Obama charitable giving proposal critiqued

NASHVILLE, Tenn. (BP)--President Obama's proposal to reduce the tax deductions that wealthy Americans can claim for their charitable donations should not affect Southern Baptist churches, according to Warren Peek, president of the Southern Baptist Foundation.

"People give for three reasons. They give out of guilt, obligation and as a cheerful giver," Peek told Baptist Press. "As Christians, we're supposed to be that cheerful giver and give from our hearts. If that's the case in our churches, then I don't see the giving to churches going down."

Under Obama's budget proposal, the tax deduction for those with incomes over $250,000 would be reduced from 35 cents for each dollar donated to 28 cents, returning the rate to where it was during the Reagan administration. The revenue generated from the reduction would help fund the health-care overhaul the president has promised. The proposal was stricken from the Senate's version of the budget but could be re-inserted during Senate-House negotiations.

Some conservatives, including commentator Dick Morris, have noted that the 1 or 2 percent of Americans who would be affected by the reduction are the same people who give almost half of all donations to charity.

"Churches will be hit most hard," Morris wrote in a column. "They account for the largest share of charitable donations, but universities, disease research, hospitals, soup kitchens and cultural institutions will also be hit hard. So will international relief efforts that funnel aid abroad through churches or directly.

"It is totally dishonest for Obama to pretend that his curtailment of these deductions won't hurt the poor," Morris wrote. "It will most directly impact them since most of the charities Obama is hurting focus on helping the impoverished."

Obama has said there is little evidence to support the fear that the reduction would have a significant impact on charitable giving, but the Center for Philanthropy at Indiana University has calculated that the highest-income households would decrease their giving by an estimated $3.87 billion.

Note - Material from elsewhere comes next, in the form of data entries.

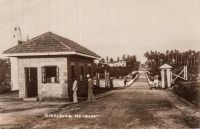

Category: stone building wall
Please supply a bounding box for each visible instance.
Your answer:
[18,57,68,98]
[68,56,94,98]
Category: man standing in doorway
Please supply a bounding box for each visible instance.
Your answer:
[72,76,78,103]
[87,74,95,101]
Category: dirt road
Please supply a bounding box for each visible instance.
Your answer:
[26,72,199,129]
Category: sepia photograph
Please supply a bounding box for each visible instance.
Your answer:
[0,0,200,129]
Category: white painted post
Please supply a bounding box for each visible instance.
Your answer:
[161,69,165,88]
[166,69,171,88]
[105,70,107,87]
[10,57,19,91]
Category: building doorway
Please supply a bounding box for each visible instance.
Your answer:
[25,68,38,98]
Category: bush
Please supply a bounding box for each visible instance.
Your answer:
[173,82,200,106]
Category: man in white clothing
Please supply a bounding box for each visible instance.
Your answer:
[72,77,78,103]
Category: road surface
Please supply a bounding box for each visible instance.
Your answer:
[26,72,199,129]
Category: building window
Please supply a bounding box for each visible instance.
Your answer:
[88,66,92,77]
[42,66,59,83]
[80,66,83,81]
[71,65,75,81]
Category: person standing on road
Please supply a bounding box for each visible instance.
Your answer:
[72,76,78,103]
[87,74,95,101]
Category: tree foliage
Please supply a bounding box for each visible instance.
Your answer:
[144,49,200,66]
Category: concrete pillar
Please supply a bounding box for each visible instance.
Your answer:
[161,69,165,88]
[166,69,171,88]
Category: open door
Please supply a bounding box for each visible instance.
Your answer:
[25,68,38,98]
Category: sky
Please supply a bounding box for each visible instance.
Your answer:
[0,0,200,62]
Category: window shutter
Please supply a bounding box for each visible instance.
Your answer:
[42,67,47,83]
[56,67,59,83]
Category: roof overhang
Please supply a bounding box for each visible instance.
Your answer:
[4,52,100,59]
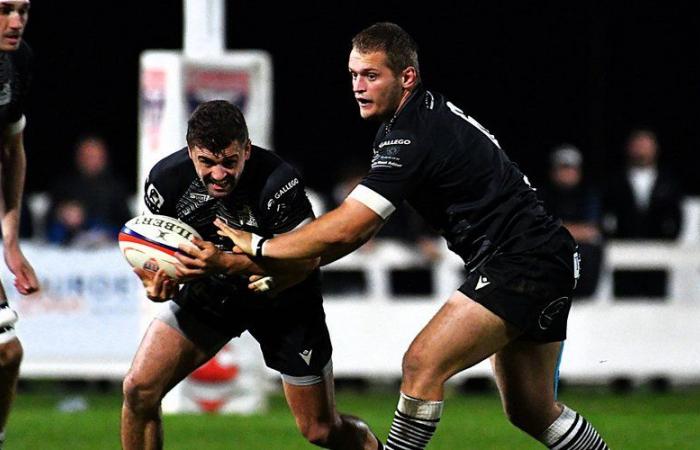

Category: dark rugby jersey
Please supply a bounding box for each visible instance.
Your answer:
[144,146,319,303]
[351,87,561,269]
[0,41,32,132]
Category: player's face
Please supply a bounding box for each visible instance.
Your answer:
[348,48,404,120]
[189,141,250,198]
[0,1,29,52]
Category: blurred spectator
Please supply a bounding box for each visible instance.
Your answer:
[604,130,683,240]
[46,136,131,247]
[538,144,603,297]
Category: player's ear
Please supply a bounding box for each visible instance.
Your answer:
[401,66,418,89]
[243,139,252,160]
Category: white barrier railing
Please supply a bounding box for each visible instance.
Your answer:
[1,237,700,381]
[325,242,700,381]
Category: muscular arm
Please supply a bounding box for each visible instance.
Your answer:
[216,198,384,265]
[0,131,39,295]
[0,132,27,246]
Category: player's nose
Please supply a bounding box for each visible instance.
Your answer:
[211,166,228,180]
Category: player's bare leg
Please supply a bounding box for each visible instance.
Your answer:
[0,284,23,447]
[386,291,519,450]
[121,320,211,450]
[283,373,382,450]
[491,341,607,450]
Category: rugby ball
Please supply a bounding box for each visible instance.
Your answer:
[119,214,201,278]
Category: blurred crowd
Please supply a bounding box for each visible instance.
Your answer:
[22,129,684,298]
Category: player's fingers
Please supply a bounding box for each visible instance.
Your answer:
[248,277,275,293]
[173,252,204,268]
[176,243,200,256]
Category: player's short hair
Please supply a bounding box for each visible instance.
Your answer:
[186,100,248,153]
[352,22,420,78]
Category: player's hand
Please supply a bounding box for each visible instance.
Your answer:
[214,218,255,256]
[134,267,178,303]
[3,244,39,295]
[248,275,275,294]
[174,237,229,281]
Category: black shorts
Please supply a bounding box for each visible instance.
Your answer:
[158,292,333,384]
[459,229,578,342]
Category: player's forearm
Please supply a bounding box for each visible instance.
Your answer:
[221,253,318,276]
[264,206,380,264]
[0,136,27,243]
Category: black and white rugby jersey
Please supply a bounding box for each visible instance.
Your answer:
[351,87,561,269]
[144,146,318,304]
[0,41,32,134]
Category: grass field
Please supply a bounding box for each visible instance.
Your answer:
[6,388,700,450]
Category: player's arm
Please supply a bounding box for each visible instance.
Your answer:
[0,126,39,295]
[175,238,318,281]
[214,197,384,265]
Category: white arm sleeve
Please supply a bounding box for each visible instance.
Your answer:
[348,184,396,220]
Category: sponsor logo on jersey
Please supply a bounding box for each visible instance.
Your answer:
[299,350,314,366]
[0,81,12,106]
[236,205,258,228]
[474,276,491,291]
[379,139,411,148]
[274,178,299,200]
[146,184,165,212]
[190,192,214,202]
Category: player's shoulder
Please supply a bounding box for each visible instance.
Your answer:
[246,146,299,184]
[149,147,192,179]
[148,147,197,191]
[10,40,34,69]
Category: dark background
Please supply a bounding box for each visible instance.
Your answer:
[20,1,700,194]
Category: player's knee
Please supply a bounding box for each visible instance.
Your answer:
[401,346,444,385]
[0,339,24,372]
[122,373,162,414]
[297,420,333,447]
[503,403,549,436]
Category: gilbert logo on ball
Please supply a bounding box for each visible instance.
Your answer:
[119,214,201,278]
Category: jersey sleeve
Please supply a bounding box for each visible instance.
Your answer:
[349,131,427,219]
[259,163,313,234]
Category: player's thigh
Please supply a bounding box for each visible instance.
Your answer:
[491,340,562,413]
[125,319,211,394]
[282,372,336,431]
[404,291,519,379]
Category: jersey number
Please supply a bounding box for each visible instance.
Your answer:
[447,102,501,148]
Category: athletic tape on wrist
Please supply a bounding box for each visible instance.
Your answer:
[250,233,268,256]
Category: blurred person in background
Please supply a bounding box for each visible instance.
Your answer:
[46,136,132,247]
[538,144,603,298]
[0,1,39,449]
[604,129,683,240]
[223,22,608,450]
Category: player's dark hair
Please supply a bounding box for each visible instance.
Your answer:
[187,100,248,154]
[352,22,420,79]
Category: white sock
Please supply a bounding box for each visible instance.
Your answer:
[539,405,609,450]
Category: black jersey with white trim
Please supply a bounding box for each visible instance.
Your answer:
[353,87,561,269]
[144,146,320,301]
[0,41,32,130]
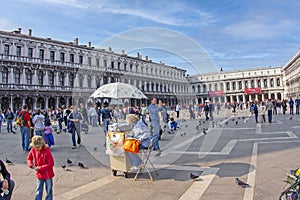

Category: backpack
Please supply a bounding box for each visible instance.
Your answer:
[16,112,25,127]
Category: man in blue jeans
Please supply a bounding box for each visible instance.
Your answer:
[148,98,163,153]
[0,160,15,200]
[101,104,112,136]
[5,108,16,134]
[18,105,30,151]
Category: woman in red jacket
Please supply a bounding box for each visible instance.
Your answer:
[27,136,54,200]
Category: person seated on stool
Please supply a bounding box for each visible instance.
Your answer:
[168,117,178,134]
[126,114,151,169]
[0,160,15,200]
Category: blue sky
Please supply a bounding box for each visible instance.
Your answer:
[0,0,300,74]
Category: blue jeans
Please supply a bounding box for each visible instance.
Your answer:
[72,126,81,147]
[150,120,160,150]
[268,110,272,123]
[7,119,13,132]
[103,119,109,135]
[20,126,30,151]
[0,180,15,200]
[92,115,97,127]
[35,178,53,200]
[34,130,45,139]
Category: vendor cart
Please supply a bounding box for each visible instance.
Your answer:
[106,132,130,178]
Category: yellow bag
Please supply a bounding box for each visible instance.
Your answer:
[123,138,140,153]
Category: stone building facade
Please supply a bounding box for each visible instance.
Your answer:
[0,29,190,110]
[282,50,300,99]
[189,67,284,103]
[0,29,300,110]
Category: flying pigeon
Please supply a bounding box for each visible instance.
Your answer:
[190,173,199,180]
[67,158,73,165]
[78,162,85,169]
[235,178,250,188]
[5,158,13,165]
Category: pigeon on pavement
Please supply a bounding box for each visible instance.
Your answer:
[235,178,250,188]
[5,158,13,165]
[78,162,85,169]
[190,173,199,180]
[67,158,73,165]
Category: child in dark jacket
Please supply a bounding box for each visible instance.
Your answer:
[44,119,55,147]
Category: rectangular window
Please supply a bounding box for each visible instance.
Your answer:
[59,52,65,62]
[96,58,100,68]
[50,51,55,62]
[79,56,83,65]
[70,54,74,63]
[4,44,9,56]
[28,48,33,58]
[16,46,21,56]
[39,49,45,60]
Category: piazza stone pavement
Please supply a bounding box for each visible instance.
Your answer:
[0,110,300,200]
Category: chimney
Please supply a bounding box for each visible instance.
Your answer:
[74,38,78,45]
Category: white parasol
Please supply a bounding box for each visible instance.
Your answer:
[90,83,148,99]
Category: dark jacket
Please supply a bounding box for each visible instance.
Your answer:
[0,160,10,181]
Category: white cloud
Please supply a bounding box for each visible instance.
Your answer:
[222,19,293,39]
[31,0,213,26]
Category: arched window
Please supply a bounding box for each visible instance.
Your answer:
[2,68,8,84]
[69,73,74,87]
[59,72,65,86]
[251,80,254,88]
[239,81,243,90]
[270,79,274,87]
[26,69,32,85]
[203,84,207,93]
[87,75,92,87]
[78,74,83,87]
[257,80,261,87]
[264,79,268,88]
[215,83,219,90]
[276,78,280,87]
[38,70,44,85]
[48,71,55,86]
[226,82,230,90]
[232,82,236,90]
[15,69,21,84]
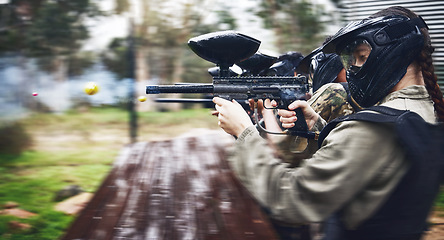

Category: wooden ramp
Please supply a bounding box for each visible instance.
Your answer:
[62,131,278,240]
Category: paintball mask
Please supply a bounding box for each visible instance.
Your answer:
[322,16,427,107]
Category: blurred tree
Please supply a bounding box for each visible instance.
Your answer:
[102,0,236,87]
[0,0,103,74]
[256,0,325,54]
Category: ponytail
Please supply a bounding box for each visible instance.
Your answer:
[417,29,444,122]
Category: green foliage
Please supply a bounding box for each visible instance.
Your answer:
[256,0,324,54]
[0,122,32,155]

"The impact of this plan is to starve churches and other nonprofits that actually help the poor and replace them with ineffective (and liberal) government programs," Tony Perkins, president of the Family Research Council, wrote in a Washington Update e-mail April 2. "It's an idea so fundamentally un-American that each of us should be raising our voices in opposition."

In addition to funding health care, Obama said the reduction would help equalize the tax break for those donating to charity.

"When I give $100, I'd get the same amount of deduction as when some -- a bus driver who's making $50,000 a year or $40,000 a year -- give that same $100," the president said of his proposal.

Peek said churches that rely on the support of tithing believers should not fear the proposed policy because such people understand the principle of stewardship that God owns everything and they are simply giving back a portion -- typically 10 percent -- of the money they've been given.

"When it comes to actual gifts and donations, I think people are still going to support causes that they believe in," Peek said.

Obama's tax proposal could actually help promote estate planning, which Peek said could mean more church people will turn to the Southern Baptist Foundation and state Baptist foundations to help them leave more money to Baptist causes when they die.

"When someone passes away, their money goes into three buckets. It goes into a family bucket, it goes into a charity bucket and then there's a large bucket called the government that the money goes into," Peek said, referring to the estate tax.

"With the tax plan that Obama is instituting, more money is going to go into that government bucket," he said. "The way to avoid that is to do planned giving for your estate. What would happen is more money would go to charity, more money would go to your family, and less money would go to the government. For the wealthy, it means they're going to have to do more estate planning so they can leave more money to charities."

Peek also said Obama's proposal to reduce the tax break for wealthy Americans probably won't impact Southern Baptist seminaries and colleges as much as the economic downturn.

Most of those institutions have endowments that help fund their operations, he said, and because investment returns have been negative since last fall, the schools have had to cut programs and staff.

"I think the economy has affected giving more than this tax break. Most colleges and universities and seminaries and churches, especially the larger ones, might get one gift a year for over $100,000," Peek said.

Obama's tax proposal, though, surely will affect charitable giving from those who don't subscribe to the principle of tithing and simply want a tax break, Peek said.

"I do think it will affect those people, but I'm hoping in our Baptist churches that the principles of stewardship are being taught and that most people give because they want to freely give and they understand that God owns it all," Peek said.